With the aforementioned points in mind, we will continue to pay attention in future to the direction taken by the Commission in its work on this topic. We also look forward to the preliminary outcome on the topic of "unilateral acts of States", which is to be submitted by the Special Rapporteur in the next session of the Commission, with the expectation that it will facilitate further consideration on this topic.
RESERVATION TO TREATIES
My delegation offers its appreciation of the dedication shown by the Special Rapporteur, Professor Alain Pellet, in addressing the topic of "Reservation to Treaties ". We also highly appreciate the most recent efforts of the Commission in adopting the draft guidelines and their commentaries.
While my delegation shares the view of the Special Rapporteur that the guidelines must be as detailed and comprehensive as possible in order to be practical and workable, we also wish to note that ten years have now passed since the Commission began its consideration on this topic.

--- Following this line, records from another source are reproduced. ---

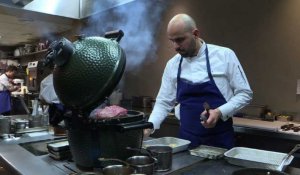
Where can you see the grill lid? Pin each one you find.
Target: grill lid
(87, 70)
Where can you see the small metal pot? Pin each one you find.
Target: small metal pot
(122, 168)
(257, 171)
(142, 164)
(118, 170)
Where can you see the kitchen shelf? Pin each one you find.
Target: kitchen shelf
(29, 54)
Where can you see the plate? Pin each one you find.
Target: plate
(176, 144)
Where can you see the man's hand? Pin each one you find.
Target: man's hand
(214, 115)
(147, 132)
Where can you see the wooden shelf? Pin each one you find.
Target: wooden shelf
(28, 55)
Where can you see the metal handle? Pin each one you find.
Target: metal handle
(286, 158)
(130, 126)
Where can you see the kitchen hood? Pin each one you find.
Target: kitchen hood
(76, 9)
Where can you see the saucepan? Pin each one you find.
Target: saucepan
(142, 164)
(161, 153)
(258, 171)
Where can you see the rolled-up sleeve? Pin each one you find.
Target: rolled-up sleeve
(239, 85)
(166, 97)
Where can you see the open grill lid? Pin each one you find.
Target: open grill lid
(87, 70)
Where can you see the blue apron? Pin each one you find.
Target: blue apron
(191, 97)
(5, 105)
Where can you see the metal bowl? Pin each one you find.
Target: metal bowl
(118, 170)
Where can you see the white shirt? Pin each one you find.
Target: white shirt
(4, 83)
(47, 91)
(227, 73)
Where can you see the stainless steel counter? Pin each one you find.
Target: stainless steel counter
(23, 162)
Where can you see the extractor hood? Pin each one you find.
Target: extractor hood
(76, 9)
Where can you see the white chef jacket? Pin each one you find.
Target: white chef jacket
(227, 73)
(4, 83)
(47, 91)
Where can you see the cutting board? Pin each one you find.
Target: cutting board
(259, 124)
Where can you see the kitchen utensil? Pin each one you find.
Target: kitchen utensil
(116, 169)
(142, 101)
(142, 164)
(141, 150)
(255, 158)
(286, 158)
(87, 70)
(176, 144)
(90, 139)
(206, 108)
(163, 154)
(209, 152)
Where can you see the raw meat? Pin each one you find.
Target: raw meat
(110, 112)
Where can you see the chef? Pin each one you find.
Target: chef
(199, 74)
(6, 87)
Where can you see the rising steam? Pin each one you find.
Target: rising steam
(139, 21)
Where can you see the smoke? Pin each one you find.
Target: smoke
(139, 21)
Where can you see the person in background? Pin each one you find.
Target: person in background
(200, 73)
(6, 87)
(48, 96)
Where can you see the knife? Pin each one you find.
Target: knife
(206, 107)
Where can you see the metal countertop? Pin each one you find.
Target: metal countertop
(183, 163)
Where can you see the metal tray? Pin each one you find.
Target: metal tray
(255, 158)
(209, 152)
(176, 143)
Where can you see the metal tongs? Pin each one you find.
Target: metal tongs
(207, 108)
(286, 158)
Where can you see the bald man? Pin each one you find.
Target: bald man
(199, 74)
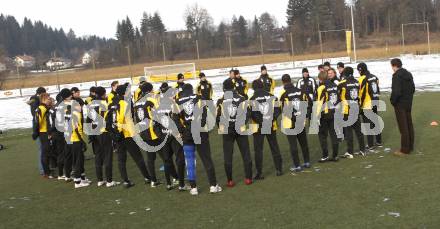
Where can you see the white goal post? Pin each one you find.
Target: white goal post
(347, 40)
(165, 73)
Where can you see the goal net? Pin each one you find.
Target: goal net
(169, 72)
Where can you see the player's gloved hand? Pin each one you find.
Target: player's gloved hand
(83, 146)
(92, 138)
(34, 136)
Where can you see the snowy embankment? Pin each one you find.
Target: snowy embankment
(15, 113)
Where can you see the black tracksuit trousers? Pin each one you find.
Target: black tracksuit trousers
(406, 128)
(128, 144)
(45, 152)
(348, 135)
(78, 164)
(172, 146)
(68, 160)
(274, 148)
(59, 148)
(326, 127)
(302, 139)
(204, 151)
(151, 160)
(372, 139)
(104, 157)
(228, 148)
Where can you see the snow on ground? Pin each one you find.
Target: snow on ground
(15, 113)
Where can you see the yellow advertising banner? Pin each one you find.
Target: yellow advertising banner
(348, 38)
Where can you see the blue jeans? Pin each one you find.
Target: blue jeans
(40, 165)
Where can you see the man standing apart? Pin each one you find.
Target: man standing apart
(402, 94)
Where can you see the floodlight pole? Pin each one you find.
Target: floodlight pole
(429, 42)
(230, 47)
(291, 47)
(403, 39)
(262, 48)
(197, 49)
(320, 44)
(354, 36)
(163, 52)
(129, 59)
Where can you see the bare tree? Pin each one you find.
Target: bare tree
(197, 18)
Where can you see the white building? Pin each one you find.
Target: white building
(58, 63)
(25, 61)
(89, 56)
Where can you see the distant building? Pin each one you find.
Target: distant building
(25, 61)
(88, 57)
(180, 35)
(58, 63)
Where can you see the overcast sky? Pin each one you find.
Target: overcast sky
(96, 17)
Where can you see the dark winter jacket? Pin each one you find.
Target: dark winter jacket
(403, 89)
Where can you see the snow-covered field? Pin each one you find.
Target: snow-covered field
(15, 113)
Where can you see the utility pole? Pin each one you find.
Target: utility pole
(429, 42)
(230, 47)
(197, 49)
(403, 39)
(261, 47)
(291, 48)
(320, 44)
(129, 59)
(163, 52)
(94, 70)
(354, 33)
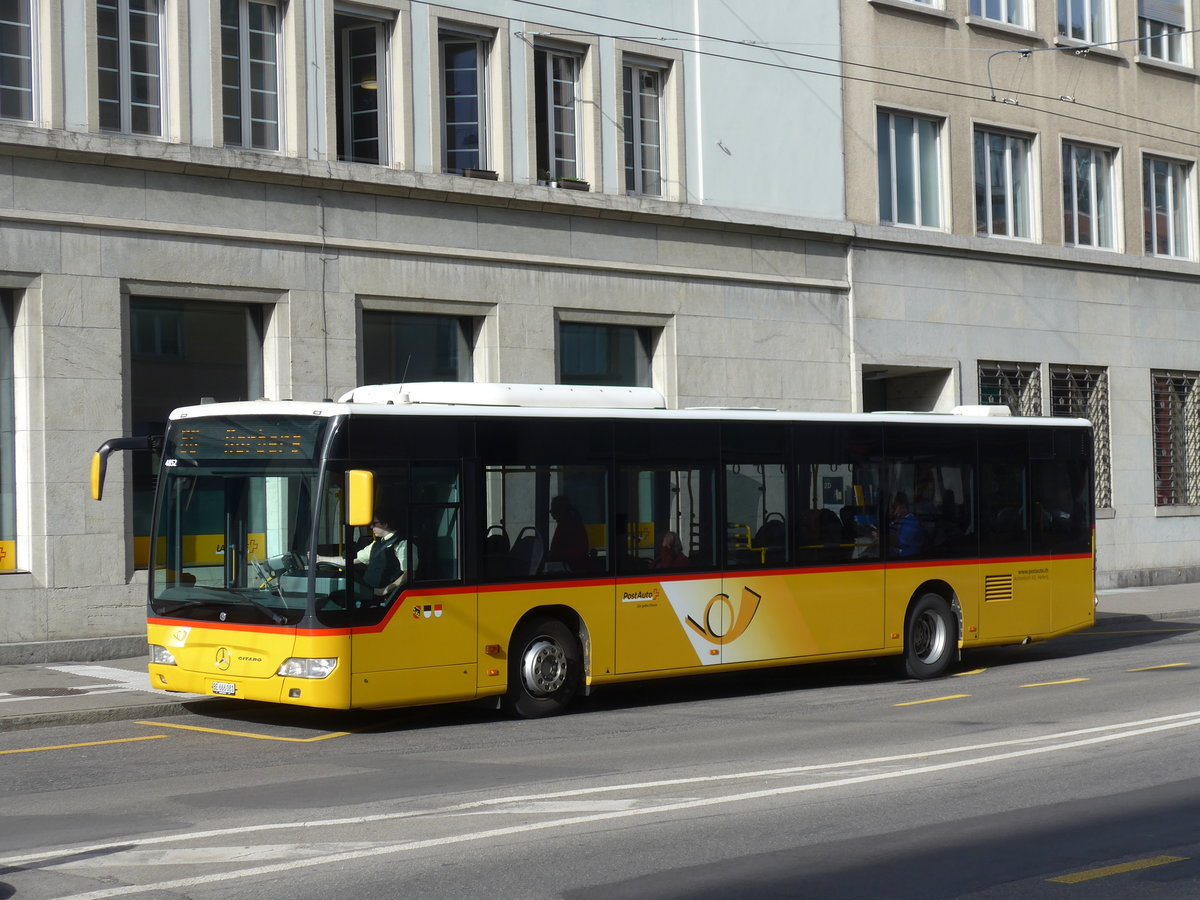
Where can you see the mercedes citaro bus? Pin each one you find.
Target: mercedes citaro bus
(556, 539)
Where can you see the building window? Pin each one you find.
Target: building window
(250, 76)
(7, 436)
(605, 354)
(465, 102)
(361, 51)
(1003, 193)
(557, 114)
(400, 347)
(642, 129)
(185, 351)
(1167, 207)
(1161, 25)
(1084, 21)
(129, 51)
(1017, 385)
(17, 59)
(1083, 393)
(1011, 12)
(1087, 196)
(1176, 399)
(910, 169)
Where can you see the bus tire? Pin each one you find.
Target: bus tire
(545, 664)
(930, 637)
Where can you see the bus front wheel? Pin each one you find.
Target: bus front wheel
(930, 637)
(544, 669)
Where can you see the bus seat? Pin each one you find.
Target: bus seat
(527, 552)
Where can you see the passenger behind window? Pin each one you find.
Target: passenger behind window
(569, 545)
(904, 531)
(671, 555)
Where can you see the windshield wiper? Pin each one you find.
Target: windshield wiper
(259, 605)
(219, 599)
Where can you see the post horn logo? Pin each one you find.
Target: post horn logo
(720, 611)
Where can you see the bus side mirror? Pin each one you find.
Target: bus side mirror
(359, 497)
(100, 459)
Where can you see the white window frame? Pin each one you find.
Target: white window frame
(1095, 167)
(484, 47)
(922, 156)
(244, 114)
(30, 69)
(1006, 12)
(1161, 28)
(1170, 181)
(1017, 154)
(558, 167)
(381, 85)
(636, 174)
(125, 73)
(1093, 25)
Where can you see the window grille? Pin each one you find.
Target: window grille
(1176, 426)
(1083, 393)
(1017, 385)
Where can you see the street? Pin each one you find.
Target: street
(1066, 769)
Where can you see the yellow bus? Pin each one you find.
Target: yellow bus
(435, 543)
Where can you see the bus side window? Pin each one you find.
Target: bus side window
(667, 517)
(435, 516)
(756, 521)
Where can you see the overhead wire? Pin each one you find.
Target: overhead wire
(952, 83)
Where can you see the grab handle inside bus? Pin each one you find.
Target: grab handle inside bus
(359, 497)
(100, 459)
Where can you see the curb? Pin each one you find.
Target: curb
(1109, 618)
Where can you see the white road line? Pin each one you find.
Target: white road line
(1138, 729)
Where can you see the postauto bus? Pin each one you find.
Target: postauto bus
(556, 539)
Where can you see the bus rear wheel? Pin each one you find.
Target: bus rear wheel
(930, 637)
(545, 664)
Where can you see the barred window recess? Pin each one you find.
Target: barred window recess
(1176, 438)
(1017, 385)
(1083, 393)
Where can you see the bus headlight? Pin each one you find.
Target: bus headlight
(305, 667)
(162, 655)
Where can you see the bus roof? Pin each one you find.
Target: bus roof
(456, 399)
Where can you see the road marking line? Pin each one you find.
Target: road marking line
(1169, 665)
(527, 828)
(1078, 877)
(931, 700)
(76, 747)
(1141, 726)
(250, 733)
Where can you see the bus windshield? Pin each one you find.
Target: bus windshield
(235, 520)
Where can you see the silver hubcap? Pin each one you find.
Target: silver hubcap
(929, 636)
(544, 667)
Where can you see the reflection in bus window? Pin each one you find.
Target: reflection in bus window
(756, 521)
(655, 503)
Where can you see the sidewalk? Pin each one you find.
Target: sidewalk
(41, 695)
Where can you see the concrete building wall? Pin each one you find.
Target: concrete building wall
(928, 294)
(749, 313)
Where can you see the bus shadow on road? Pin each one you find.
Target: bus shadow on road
(305, 725)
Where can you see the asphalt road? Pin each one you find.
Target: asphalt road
(1065, 771)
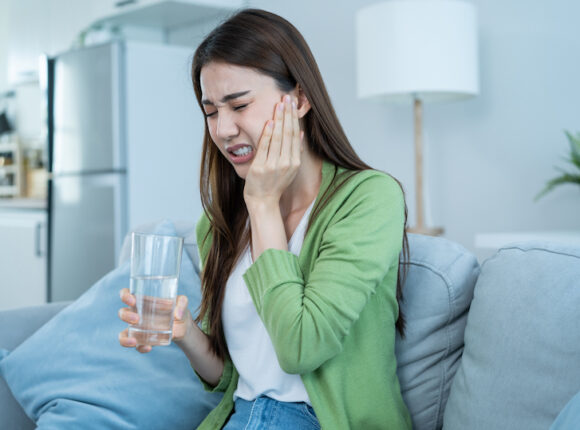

Taking into account the anticipated, it would be appreciated if the consideration were completed in a timely manner, and the whole set of guidelines presented to us in the near future. We request the Special Rapporteur to provide us with the timeline for the completion of the work at the Commission next year.
In his tenth report, the Special Rapporteur proposed to use the term "validity" instead of much disputed terms such as "permissibility", "admissibility" and "opposability". We basically support the approach taken by the Special Rapporteur to use a much more neutral term in order to avoid eliciting the largely academic debate on the legal nature of the reservation. Such an approach might serve to facilitate the consideration at the Commission. However, it may be more pragmatic to leave the terms in brackets for the time being and come back later on this term, after considering all the possible effects of reservations.
We would like to comment briefly on the specific points raised by the Commission for the Governments to consider. When a Member State objects to a reservation by another State, the effect of such objection is to exclude the application of the provision in response to which the reservation was formulated. Even if the objecting State declares that the reservation is incompatible with the object and purpose of the treaty, it can maintain treaty relations with the reserving State in respect of all other provisions by avoiding expressing its objection to the entire treaty relationship with the latter State. Unless a third party organ such as an international court decides the object and purpose of the treaty, it is usually up to each individual Member State to decide these matters. It should also be noted that a common understanding on the object and purpose of the treaty can be formed through the accumulation of instances of objection, acquiescence or approval with regard to the reservation. If a State objects to another State's reservation, declaring that it is not compatible with the object and purpose of the treaty without opposing the entry into force of the treaty between themselves, the immediate effect of the objection is limited to the exclusion of the relevant provision. However, by declaring the incompatibility, the objecting State expresses its interpretation of the treaty, which has the effect of influencing other States' interpretations. Such declaration may also send a message to the reserving State, which may feel obliged to withdraw the reservation if it is objected to by the majority of States.
My delegation hopes for a detailed discussion of this issue, including consideration of the points we have just raised, at the next session of the Commission.